Confession: I have never been in a committed relationship. I’ve also never held a boy’s hand in public or passionately made out under the twinkling twilight with someone I’ve had strong feelings for. In fact, I haven’t had strong feelings for another gay man in my life.
Usually, I dupe myself into liking bogus boys just to satisfy the internalized pressure that drives me to find a solid romantic connection. While I know that the guys I may be dating aren’t the best match for me, I still seek them out because I feel incomplete without a man at my doorstep or a boy in my back pocket.
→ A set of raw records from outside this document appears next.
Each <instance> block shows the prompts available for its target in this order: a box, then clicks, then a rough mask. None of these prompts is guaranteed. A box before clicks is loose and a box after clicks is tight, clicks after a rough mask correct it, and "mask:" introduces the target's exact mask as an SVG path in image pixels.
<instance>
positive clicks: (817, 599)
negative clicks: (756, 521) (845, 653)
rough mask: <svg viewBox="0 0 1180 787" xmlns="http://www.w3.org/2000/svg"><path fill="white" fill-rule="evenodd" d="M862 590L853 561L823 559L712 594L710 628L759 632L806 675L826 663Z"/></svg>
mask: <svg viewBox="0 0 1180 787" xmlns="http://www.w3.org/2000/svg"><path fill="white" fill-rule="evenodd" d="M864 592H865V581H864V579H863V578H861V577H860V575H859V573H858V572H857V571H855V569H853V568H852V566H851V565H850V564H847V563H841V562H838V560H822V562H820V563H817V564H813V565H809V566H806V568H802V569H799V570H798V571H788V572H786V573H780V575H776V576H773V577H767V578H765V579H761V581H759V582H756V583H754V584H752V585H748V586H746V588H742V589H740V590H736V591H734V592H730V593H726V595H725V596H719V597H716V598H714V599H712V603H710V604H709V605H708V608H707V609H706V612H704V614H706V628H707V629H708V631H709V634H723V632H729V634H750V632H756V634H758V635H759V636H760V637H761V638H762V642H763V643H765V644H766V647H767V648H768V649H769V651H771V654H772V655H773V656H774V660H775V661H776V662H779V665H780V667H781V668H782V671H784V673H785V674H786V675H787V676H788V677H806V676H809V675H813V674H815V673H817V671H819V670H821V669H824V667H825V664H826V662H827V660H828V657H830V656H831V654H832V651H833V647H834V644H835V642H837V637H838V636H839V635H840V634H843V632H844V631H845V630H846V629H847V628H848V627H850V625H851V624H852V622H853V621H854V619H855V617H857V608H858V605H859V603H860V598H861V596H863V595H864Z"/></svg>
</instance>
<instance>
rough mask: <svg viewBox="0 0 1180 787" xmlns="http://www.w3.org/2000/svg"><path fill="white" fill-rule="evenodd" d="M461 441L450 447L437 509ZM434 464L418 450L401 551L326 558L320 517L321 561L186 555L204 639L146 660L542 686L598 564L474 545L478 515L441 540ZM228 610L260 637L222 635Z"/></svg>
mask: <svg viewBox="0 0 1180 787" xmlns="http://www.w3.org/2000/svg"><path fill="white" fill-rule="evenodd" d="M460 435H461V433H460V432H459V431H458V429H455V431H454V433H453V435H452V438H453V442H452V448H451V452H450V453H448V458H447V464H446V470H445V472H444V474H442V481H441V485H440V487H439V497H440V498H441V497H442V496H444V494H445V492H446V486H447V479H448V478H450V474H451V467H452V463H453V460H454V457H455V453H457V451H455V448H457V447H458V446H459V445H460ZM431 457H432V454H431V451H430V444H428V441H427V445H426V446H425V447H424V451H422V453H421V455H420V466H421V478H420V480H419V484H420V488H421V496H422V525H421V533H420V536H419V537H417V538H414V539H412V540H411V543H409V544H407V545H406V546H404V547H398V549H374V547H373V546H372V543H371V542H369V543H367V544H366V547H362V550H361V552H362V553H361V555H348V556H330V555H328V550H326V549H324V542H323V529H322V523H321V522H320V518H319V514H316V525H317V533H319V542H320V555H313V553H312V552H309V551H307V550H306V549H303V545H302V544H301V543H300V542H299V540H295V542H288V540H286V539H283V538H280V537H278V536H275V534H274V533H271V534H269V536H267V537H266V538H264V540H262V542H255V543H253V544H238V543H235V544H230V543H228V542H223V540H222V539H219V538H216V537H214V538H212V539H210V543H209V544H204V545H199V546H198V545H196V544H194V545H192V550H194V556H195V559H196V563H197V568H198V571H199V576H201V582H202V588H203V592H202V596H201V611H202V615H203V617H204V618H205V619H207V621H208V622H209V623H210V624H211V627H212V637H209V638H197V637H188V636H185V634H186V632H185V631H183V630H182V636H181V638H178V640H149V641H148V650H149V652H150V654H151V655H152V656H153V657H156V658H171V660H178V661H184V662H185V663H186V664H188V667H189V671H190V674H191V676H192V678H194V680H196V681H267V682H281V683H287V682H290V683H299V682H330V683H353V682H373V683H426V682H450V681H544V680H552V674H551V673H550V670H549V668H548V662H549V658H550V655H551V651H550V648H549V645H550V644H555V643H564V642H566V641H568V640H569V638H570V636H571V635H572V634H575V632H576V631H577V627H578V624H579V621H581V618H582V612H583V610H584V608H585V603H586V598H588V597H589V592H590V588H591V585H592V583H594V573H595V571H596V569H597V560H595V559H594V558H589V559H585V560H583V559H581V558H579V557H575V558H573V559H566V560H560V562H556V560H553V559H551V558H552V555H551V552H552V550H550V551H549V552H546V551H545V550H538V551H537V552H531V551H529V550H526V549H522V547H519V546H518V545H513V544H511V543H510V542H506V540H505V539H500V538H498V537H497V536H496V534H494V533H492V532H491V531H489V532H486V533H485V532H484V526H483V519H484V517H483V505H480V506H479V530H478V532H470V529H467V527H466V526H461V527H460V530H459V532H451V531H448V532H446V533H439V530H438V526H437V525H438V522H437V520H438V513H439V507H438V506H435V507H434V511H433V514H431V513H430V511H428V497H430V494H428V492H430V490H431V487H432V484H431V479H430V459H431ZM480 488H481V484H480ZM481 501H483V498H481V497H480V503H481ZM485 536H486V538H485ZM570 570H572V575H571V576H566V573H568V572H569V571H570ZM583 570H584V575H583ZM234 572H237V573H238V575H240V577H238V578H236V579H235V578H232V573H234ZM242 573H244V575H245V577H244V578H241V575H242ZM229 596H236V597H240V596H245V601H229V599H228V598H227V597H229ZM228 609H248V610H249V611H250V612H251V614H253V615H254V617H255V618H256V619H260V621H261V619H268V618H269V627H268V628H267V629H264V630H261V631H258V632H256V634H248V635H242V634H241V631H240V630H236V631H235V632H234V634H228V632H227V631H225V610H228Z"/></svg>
Straights don’t validate queer love unless it is packaged up in an easily consumable, monogamous relationship. I definitely admit to being bitten by hetero society’s Bae bug, which has infected me with the nagging desire to settle the fuck down and stick to one dick. I’ve been hustling for a hubby for quite some time but have had no such luck. My romantic romps with men typically end in shambles.
One of my most infuriating dating demises came from a religious white boy who drove a stake through our summer fling because he wanted to date someone in a “traditional” fashion. Meaning that because I had (consensually) grabbed his D before we had a chance to grab dinner, I became unworthy of his attention and affection.
In his eyes, I didn’t meet the coveted homonormative standard queers must embody to qualify for a respected relationship. Meaning that I’m clearly not the type of guy who would run a marathon with his bae, take cutesy pictures or do stupid yuppie shit like hot yoga. My bussy is not easily gentrified. I also don’t possess the proper bring-him-home-to-mom-and-dad dating etiquette worthy of mayo monogamy.
So, when lanky white boy said he didn’t want to continue dating me because we had smashed before going out, he immediately submitted to the rigid format of old-timey straight courtship. While it isn’t as explicit as in the past, (i.e., ancient mantras of don’t fuck till like the fifth date or whatever), he still felt that our courtship process didn’t match the ideal formula he’s seen elsewhere. By being myself and defying traditional dating routes and personas, I wasn’t up to par with other more normative men.
Getting dropped like a hot potat-hoe really got me thinking. What even is the traditional queer dating route? The mere existence of gay romance clearly breaks from monogamous practices, as there is no solidified mold for dating that lies outside the dominating influence of hetero norms.
There is no handy road map I can use to navigate queer love, which is both amazing and infuriating at the same time. While the freedom to create a unique partnership outside established gender roles is certainly a beautiful thing, the blank artboard leaves me routinely anxious each time I go on a date.
Since the straight romantic formula has penetrated my mind, I attempt to conform to it by trying to stuff myself into a false gender dichotomy that doesn’t actually exist between myself and another man. My initial instinct is to assess the level of masculinity within each partner to predict which actions I should make.
Is he gonna lay his jacket over the puddle on Bancroft Way, or is that my duty? Am I paying for dinner or is he? I inadvertently try to play into what will look the most “traditional” so as to appease my desire for homonormativity.
To view queer relationships as “traditional” is to view them through the hetero lens, a distorted power structure that oppresses individuality and gendered expression. In reality, queer relationships take on multiple forms beyond just the simple commitment of monogamy. Open and poly relationships are other healthy options that allow both partners to sexually explore while maintaining whatever level of commitment they are comfortable with.
While monogamy may not be the end all be all of every partnership, it is still something that I will eventually try. I admit to craving the chance to forge a new type of bond with a fellow human being, a form of intimacy that melds sexual and emotional connections into something powerful. At the same time, all the recurring failures have taught me that even though relationships may seem to die for, they actually aren’t worth … well … dying for.
I reject the notion that I need a boyfriend for my queerness to be validated. I may be someone who has guys on a conveyer belt and hookups entering and leaving his home through a revolving door, but that doesn’t make me any less of a person.
In the words of the legendary Cher, men are like dessert: a tasty luxury but not an actual necessity. (And they may give you diabetes.)
Similarly, a relationship may be fantabulous. It could be a life-changing experience to chart some unexplored romantic territory with a boy, but I don’t need one to survive or be whole.
My shitty love life and lack of romantic enthusiasm isn’t something to pity or mourn — it’s simply the plain truth. Monogamy has never worked out for monoga-me.